Может, просил плохо, а может, передавать забывали. Кто на этот раз забыл? Подхалимы-сотрудники? Прислуга? Вся эта челядь, которая окружала Николая, словно барина, дома и на работе? Ишь, разъелся!.. Известить о смерти Екатерины Ивановны смогли только невестку. Но звонка Андрей Васильевич не дождался и от нее.

Последнее чадо, самое родное и из троих детей самое непутевое – дочка Маша, – тоже подалось в Москву. Проучилась там пару лет, а затем у нее всё покатилось по наклонной: институт бросила, с квартиры съехала, скиталась неизвестно где… Неужели так можно жить годами? Без семьи, без дома, в разъездах по заграницам, без руля и ветрил?.. Прежде дочь хотя бы позванивала. Когда из Лондона, когда из Нью-Йорка, а минувшей весной, вернувшись в Москву насовсем, навестить мать в больнице удосужилась всего один раз, после чего пропала: ни слуху ни духу.
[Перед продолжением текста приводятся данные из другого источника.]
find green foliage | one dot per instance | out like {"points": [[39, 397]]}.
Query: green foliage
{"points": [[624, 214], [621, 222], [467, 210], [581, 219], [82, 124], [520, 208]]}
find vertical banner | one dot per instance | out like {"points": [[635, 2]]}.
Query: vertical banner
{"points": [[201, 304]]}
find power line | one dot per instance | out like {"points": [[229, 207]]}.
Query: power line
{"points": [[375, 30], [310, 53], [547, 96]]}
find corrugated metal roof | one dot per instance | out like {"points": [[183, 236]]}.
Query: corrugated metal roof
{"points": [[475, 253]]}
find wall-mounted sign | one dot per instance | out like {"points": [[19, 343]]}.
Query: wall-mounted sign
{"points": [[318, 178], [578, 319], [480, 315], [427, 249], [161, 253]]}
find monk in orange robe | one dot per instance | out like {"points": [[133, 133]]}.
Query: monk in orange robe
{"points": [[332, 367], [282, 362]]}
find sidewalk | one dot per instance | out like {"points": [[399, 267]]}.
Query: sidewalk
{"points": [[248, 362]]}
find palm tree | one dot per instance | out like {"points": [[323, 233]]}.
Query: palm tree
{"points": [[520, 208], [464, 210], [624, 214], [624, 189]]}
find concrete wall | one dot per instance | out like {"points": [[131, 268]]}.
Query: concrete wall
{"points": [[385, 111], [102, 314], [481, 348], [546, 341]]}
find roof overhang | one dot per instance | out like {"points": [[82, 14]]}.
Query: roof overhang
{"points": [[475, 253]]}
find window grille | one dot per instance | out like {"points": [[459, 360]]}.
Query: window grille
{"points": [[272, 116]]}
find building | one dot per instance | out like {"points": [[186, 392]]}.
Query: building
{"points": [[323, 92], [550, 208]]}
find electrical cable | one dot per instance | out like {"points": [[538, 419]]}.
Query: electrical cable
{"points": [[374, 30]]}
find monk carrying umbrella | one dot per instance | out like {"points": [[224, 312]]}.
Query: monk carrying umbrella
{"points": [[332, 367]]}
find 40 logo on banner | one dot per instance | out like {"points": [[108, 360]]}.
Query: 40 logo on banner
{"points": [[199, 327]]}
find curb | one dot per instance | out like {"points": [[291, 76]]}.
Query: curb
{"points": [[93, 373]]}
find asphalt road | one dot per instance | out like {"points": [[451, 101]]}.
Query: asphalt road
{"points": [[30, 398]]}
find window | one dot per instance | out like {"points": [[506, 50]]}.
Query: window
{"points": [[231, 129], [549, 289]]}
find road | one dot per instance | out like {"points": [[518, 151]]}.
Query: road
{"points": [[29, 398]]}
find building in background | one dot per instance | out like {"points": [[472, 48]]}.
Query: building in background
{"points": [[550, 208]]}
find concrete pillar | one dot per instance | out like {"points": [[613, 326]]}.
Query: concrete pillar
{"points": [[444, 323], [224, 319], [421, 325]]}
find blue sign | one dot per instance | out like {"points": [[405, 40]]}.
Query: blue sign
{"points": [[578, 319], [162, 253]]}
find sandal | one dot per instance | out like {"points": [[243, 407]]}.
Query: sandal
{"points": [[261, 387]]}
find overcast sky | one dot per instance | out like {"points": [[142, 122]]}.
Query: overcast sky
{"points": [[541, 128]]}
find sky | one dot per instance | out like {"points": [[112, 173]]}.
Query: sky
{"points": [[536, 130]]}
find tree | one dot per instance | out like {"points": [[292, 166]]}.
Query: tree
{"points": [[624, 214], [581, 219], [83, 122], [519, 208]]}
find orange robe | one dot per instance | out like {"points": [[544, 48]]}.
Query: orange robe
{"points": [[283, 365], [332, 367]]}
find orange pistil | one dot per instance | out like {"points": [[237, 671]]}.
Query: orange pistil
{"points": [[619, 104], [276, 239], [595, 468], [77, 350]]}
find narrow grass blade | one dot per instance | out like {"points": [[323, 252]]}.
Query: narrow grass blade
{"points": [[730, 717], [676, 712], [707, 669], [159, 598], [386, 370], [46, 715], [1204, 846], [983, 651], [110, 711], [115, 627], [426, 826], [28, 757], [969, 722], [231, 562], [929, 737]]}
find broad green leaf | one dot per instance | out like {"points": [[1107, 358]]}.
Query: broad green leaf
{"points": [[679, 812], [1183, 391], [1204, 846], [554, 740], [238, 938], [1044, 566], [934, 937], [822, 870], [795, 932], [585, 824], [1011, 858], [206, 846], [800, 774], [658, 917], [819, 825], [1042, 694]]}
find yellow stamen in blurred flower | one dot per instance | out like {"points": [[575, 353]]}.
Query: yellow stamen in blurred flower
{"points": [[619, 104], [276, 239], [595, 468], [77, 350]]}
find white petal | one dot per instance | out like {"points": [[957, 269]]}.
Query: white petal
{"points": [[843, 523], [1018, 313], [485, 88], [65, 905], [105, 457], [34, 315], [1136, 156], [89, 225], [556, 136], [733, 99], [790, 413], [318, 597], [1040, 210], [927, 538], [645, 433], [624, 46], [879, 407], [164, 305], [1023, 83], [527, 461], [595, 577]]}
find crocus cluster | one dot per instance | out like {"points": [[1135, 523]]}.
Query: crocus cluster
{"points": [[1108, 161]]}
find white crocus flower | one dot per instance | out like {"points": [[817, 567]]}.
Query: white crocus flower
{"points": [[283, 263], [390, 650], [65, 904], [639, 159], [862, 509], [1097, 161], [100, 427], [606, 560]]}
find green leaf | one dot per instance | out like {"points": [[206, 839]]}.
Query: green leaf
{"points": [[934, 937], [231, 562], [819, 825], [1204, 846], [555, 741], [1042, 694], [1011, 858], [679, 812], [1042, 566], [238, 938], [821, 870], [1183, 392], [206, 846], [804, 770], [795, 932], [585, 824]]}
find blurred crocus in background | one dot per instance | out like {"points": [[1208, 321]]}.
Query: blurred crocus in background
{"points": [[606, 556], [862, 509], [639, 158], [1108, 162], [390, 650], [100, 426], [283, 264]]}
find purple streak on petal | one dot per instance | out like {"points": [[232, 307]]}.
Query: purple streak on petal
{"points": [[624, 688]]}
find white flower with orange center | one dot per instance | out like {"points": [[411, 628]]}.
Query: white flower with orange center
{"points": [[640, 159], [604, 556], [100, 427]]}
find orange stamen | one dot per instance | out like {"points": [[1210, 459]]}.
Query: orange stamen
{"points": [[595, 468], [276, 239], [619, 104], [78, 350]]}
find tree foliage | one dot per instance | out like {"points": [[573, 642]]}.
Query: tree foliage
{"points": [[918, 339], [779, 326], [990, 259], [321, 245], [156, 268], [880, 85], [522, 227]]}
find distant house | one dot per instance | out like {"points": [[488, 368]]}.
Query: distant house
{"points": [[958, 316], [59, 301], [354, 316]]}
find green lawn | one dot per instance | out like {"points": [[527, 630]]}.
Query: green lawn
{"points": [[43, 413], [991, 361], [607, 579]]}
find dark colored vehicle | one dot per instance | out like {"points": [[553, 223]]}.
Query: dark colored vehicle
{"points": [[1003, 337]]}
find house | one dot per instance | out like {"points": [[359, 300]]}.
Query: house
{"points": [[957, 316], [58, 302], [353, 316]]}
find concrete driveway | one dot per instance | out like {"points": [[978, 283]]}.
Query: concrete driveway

Позднее выяснилось, что Маша снова переехала. Но почему-то не потрудилась сообщить ни телефона, ни адреса. Откуда у детей такое отношение к близким? Лопухов знал одно: дочь нужно разыскать во что бы то ни стало.

Но Андрей Васильевич даже не знал, с чего начать поиски. Опять взывать к совести братьев? В который уж раз винить обоих в безразличии к судьбе родной сестры? Трясти столичных друзей дочери? Не вы ли, мол, в своей Москве втянули девчонку в омут?

Но сколько можно обвинять других в собственной безмозглости?..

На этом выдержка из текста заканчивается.